Mounia Meddour est une femme préoccupée, une artiste engagée. Nous l'avons rencontrée lors du 37e Arte Mare, à Bastia, le 6 octobre dernier, alors que son film Papicha sortait sur les écrans français. Entourée de nombreux festivaliers, sollicitée par la presse, elle enchaîne les demandes d'interviews. La veille, c'est avec un public bouleversé qu'elle a longuement échangé, à l'issue de la projection.
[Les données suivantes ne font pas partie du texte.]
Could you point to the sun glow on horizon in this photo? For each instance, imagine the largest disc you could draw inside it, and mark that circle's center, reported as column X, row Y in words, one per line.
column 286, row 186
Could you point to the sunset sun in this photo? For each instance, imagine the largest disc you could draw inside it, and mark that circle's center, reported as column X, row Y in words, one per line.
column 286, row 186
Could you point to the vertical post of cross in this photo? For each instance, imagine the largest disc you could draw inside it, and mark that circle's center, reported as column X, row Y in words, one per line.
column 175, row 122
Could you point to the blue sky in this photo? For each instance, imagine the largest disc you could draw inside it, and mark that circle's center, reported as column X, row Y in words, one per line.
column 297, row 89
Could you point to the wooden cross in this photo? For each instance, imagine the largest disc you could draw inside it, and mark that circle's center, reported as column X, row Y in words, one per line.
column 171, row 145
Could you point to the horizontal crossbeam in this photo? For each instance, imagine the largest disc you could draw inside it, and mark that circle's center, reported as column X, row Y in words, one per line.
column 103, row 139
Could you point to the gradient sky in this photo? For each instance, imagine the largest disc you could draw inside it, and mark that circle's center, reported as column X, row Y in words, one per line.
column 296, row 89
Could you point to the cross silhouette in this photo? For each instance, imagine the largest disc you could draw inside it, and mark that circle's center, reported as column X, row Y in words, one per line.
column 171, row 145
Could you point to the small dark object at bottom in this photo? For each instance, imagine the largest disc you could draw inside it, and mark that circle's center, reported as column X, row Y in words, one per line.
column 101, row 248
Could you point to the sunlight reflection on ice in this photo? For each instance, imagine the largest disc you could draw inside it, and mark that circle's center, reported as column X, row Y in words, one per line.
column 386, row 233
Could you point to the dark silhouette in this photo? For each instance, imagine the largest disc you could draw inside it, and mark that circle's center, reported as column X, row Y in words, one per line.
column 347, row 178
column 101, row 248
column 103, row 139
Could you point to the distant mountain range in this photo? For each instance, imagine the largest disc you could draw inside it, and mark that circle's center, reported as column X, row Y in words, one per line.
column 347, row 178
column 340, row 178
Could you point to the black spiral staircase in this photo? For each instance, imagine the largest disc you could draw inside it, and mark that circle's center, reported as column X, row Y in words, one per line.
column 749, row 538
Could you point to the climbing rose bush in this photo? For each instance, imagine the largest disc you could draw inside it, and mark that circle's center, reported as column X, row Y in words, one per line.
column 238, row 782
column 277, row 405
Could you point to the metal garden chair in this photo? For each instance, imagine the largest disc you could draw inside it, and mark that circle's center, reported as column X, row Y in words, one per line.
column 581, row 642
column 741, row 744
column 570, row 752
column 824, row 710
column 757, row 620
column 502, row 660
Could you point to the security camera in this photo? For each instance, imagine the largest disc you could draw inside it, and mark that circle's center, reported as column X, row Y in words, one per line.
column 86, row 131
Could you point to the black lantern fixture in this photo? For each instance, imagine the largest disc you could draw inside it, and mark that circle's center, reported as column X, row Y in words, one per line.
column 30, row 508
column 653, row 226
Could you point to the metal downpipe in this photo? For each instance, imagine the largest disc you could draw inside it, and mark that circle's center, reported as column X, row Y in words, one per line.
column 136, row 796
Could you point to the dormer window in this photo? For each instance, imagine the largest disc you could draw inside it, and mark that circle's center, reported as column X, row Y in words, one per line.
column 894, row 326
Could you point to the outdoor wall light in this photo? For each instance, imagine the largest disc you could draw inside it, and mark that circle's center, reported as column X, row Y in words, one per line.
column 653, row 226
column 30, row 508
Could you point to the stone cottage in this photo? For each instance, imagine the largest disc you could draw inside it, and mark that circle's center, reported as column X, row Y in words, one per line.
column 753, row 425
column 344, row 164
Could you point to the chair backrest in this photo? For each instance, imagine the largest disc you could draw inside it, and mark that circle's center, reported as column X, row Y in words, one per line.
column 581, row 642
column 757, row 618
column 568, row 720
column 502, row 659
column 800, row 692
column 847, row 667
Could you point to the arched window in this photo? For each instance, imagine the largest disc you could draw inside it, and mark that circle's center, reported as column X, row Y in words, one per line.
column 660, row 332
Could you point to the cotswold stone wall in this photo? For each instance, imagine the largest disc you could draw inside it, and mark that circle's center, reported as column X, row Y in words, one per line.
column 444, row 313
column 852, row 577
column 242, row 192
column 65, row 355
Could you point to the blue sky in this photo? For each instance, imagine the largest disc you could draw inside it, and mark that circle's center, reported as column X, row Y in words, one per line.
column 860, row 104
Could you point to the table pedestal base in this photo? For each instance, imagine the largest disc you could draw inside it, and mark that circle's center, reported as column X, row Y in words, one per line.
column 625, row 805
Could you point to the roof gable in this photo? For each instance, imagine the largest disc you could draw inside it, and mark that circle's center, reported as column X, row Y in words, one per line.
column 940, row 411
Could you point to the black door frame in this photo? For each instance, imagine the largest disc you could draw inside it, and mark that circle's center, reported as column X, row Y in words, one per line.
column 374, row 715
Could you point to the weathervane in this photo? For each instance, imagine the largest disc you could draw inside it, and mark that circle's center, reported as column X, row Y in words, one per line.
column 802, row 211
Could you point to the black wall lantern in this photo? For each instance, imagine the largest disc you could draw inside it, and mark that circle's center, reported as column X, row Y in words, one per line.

Née à Moscou en 1978, de mère russe et de père algérien, fille d'Azzedine Meddour, cinéaste et fer de lance du 7e art berbère, la réalisatrice a le cinéma et l'engagement ancrés dans le sang. Elle réalise plusieurs documentaires, tels que Particules élémentaires en 2007, ou encore La Cuisine en héritage en 2009, puis en 2011, Cinéma algérien, un nouveau souffle, un documentaire sur la nouvelle génération de réalisateurs algériens. Son premier court-métrage de fiction, Edwige, sort en 2011 et reçoit une mention spéciale aux journées cinématographiques d'Alger. Papicha est son premier long métrage, il a été sélectionné dans la section "Un certain regard" lors du 72e Festival de Cannes au printemps 2019.

Le film suit la course effrénée de Nedjma (Lyna Khoudri, révélée dans Les Bienheureux en 2017), une étudiante de 18 ans qui rêve d'être styliste. Cette jeune femme au regard buté et au quotidien tourmenté, refuse le joug du terrorisme au plus fort des années 1990. Passionnée de mode, elle refuse de laisser les événements tragiques de la guerre civile l'empêcher de mener une vie normale et de sortir le soir avec ses amies. Elle brave les nouvelles interdictions imposées par les radicaux et décide de lutter pour son indépendance en organisant un défilé de mode. Alger sert de décor, une ville traversée du meilleur comme du pire, à la fois tragique et débordante de vie. Le nom de "Papicha" désigne en algérien les filles coquettes, extraverties, comme Nedjma et son groupe d'amies. Des jeunes femmes éprises de liberté qui refusent l'intégrisme.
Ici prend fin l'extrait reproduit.